Sandi Firmansyah menjadi salah pemain yang jatuh bangun menghalau bola masuk ke gawangnya. Salah satu gerakannya adalah ketika berusaha menepis sundulan pemain Sriwijaya FC yang mengarah ke sudut kiri gawang. Bola jatuh melebihi tiang gawang, Sandi meloncat tidak mampu meraih bola. Ia terpelanting jatuh ke dalam jaring. Ia terduduk. Lelah. Berkali-kali Rudiyana dkk. menggempur habis pertahanan PSIM.
PSIM sudah tertinggal lewat Rudiyana setelah melepaskan kawalan Hendra Wijaya dan Purwaka Yudi. Ia dua langkah lebih depan dari dua pemain gaek PSIM. Sepakannya meluncur ke gawang Laskar Mataram.
Mas Seto nampak mencari solusi atas tumpulnya barisan depan Supriyadi ‘Eeng’ – Musafri – Slamet Budiyono. Eeng ditarik keluar digantikan oleh Nanda. Secara menit terpisah Slamet digantikan oleh pemain muda asal Bantul, Yudha Alkanza.

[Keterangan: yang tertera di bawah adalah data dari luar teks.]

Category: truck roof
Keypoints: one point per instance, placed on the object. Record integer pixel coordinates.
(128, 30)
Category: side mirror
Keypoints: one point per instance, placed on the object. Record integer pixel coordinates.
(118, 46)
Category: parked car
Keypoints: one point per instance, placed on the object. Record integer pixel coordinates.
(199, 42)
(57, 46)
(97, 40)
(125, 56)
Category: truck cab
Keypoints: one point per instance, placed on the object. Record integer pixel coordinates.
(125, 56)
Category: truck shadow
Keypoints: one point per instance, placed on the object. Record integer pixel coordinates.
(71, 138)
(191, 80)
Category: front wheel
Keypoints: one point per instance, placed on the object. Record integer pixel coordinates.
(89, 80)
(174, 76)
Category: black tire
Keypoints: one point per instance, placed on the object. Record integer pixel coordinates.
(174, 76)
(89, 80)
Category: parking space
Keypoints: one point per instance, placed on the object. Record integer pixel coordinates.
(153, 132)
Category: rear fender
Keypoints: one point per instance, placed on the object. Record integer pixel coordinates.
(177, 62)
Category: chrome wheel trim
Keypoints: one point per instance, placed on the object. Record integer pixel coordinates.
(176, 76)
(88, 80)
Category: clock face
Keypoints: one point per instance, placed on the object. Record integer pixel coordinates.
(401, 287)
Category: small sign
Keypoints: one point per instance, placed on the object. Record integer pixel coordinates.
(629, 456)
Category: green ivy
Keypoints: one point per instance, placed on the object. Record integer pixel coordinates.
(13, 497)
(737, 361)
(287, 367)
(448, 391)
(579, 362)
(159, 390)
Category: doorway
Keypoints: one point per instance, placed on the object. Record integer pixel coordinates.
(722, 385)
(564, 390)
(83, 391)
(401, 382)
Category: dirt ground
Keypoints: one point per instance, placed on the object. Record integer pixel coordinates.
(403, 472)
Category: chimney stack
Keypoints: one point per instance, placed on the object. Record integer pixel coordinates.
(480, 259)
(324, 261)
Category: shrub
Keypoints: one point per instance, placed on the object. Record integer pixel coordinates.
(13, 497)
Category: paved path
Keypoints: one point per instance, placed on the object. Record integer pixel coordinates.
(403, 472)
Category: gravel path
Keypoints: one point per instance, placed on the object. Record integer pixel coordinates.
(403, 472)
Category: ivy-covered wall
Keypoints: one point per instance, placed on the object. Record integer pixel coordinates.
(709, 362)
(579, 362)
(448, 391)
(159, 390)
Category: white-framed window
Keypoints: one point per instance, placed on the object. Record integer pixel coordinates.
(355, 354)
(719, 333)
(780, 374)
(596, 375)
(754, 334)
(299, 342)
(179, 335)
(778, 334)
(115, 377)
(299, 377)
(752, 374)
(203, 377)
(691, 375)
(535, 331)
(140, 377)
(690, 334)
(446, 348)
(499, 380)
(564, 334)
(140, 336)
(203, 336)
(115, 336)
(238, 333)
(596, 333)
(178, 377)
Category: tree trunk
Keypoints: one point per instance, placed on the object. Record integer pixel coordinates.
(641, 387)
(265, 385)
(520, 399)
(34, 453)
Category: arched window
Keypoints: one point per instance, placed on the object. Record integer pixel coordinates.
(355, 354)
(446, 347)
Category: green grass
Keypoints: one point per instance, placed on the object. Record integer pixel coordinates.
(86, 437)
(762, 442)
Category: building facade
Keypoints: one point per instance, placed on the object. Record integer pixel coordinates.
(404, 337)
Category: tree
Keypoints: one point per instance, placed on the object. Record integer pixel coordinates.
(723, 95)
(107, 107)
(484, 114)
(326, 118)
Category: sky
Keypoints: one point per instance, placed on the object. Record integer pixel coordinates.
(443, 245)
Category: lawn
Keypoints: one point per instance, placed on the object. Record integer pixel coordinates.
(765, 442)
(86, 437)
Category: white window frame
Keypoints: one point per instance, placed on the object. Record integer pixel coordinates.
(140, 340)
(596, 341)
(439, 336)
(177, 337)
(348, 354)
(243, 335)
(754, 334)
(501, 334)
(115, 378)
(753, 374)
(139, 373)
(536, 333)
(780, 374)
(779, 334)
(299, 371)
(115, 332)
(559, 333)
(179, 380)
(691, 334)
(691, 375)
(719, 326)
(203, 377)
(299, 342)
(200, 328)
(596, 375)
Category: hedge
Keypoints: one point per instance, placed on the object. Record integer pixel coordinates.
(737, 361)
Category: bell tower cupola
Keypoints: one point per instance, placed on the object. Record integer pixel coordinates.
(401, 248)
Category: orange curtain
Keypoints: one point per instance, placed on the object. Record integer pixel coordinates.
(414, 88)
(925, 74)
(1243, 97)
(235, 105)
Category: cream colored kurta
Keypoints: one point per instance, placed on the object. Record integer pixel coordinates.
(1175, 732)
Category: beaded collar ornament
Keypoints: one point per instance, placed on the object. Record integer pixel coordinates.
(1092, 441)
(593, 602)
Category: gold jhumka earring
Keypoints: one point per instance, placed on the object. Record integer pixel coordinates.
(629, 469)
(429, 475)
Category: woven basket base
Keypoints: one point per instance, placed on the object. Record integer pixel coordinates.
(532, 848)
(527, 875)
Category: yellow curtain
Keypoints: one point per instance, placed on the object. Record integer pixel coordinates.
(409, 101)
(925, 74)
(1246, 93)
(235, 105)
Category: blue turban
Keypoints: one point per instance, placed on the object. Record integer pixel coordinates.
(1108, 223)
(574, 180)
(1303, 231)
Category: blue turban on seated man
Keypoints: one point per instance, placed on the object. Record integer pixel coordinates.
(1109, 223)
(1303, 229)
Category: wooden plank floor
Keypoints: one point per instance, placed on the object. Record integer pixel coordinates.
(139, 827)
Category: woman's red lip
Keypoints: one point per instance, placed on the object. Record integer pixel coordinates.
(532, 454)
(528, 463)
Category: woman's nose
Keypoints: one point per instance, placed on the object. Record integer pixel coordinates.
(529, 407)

Benar solusi Mas Seto cukup berjalan, umpan Yudha ke sisi kiri pertahanan Sriwijaya FC mampu diolah olah Yoga Pratama. Umpan tarik Yoga ke depan gawang Sriwijaya FC mampu dimanfaatkan oleh Musafri.
Pada babak pertama PSIM harus menarik Tegar Herning yang mengalami cedera. Yoga Pratama masuk mengisi lini tengah bersama dengan Baasith.
Menjelang turun minum PSIM masih mampu menahan tuan rumah. Cukuplah satu poin untuk dibawa pulang ke Jogja. Usai pertandingan pekan pertama Liga 2 seyogyanya PSIM melawat melawan Babel United di Musi Banyuasin namun karena wabah Corona tim ini akan kembali ke Jogja. Namun sayang seribu sayang, tim tuan rumah mampu mendapatkan penalti setelah wasit, Rio Permana Putra menilai Risman Maidullah melakukan handsball di kotak penalti. Padahal jika dilihat dari tayangan ulang bola itu membentur kepalanya. Asisten Wasit 1, Yudha Dwi Cahyono yang sebelumnya memberikan isyarat bahwa itu merupakan tendangan gawang bagi PSIM.
Wasit berlari menghampiri asisten wasit di sisi kiri pertahanan PSIM. Ia nampak berdiskusi, para pemain Sriwijaya FC mengerubunginya seraya ikut mempengaruhi bahwa kejadian tersebut adalah pelanggaran yang dilakukan PSIM. Namun jika dilihat juga bahwa pemain Sriwijaya FC terlihat offside.
Aneh betul keputusan wasit sore itu. Ia menunjuk titik putih untuk tim tuan rumah. Stadion terdengar bergemuruh saat itu. Tuan rumah mendapatkan penalti. Giliran pemain PSIM memprotes, Risman yang terlibat langsung juga turut memprotes keputusan wasit. Sandi Firmansyah juga mendekati kerumunan itu. “Demi Allah, itu tidak penalti” suaranya sayup sayup terdengar dari layar kaca.
Aku yang melihat dari layar kaca nampak gugup. Kita hampir saja dapat satu angka di Palembang sebelum liga ini diliburkan. Eksekusi penalti Rahel mampu menipu kiper PSIM. Andai Sandi Firmansyah mampu menepis tendangan penalti itu mungkin ceritanya akan lain. Banyak keputusan berani yang dilakukannya selama pertandingan tadi. Cara mengambil bolanya cukup serampangan. Ada satu momen ia mencoba memotong bola namun gagal, bola sudah lebih dulu memantul ke gawang yang sudah melompong. Beruntung bola itu jatuh di belakang gawang. Momen yang lain ketika ia mendorong bola keluar kotak penalti. Terjadi kemelut di sana. Sekali lagi ia beruntung dengan keputusan itu. Wasit hanya mengganjarnya dengan kartu kuning.
Pertandingan berakhir hingga menit ke-100. Tambahan empat menit dari wasit pun menjadi berlipat ganda. Pertandingan benar-benar selesai setelah tuan rumah unggul atas tim tamu. “Wes maghrib, rampung pertadingane” peluit ditiup. Ujian pertama Mas Seto.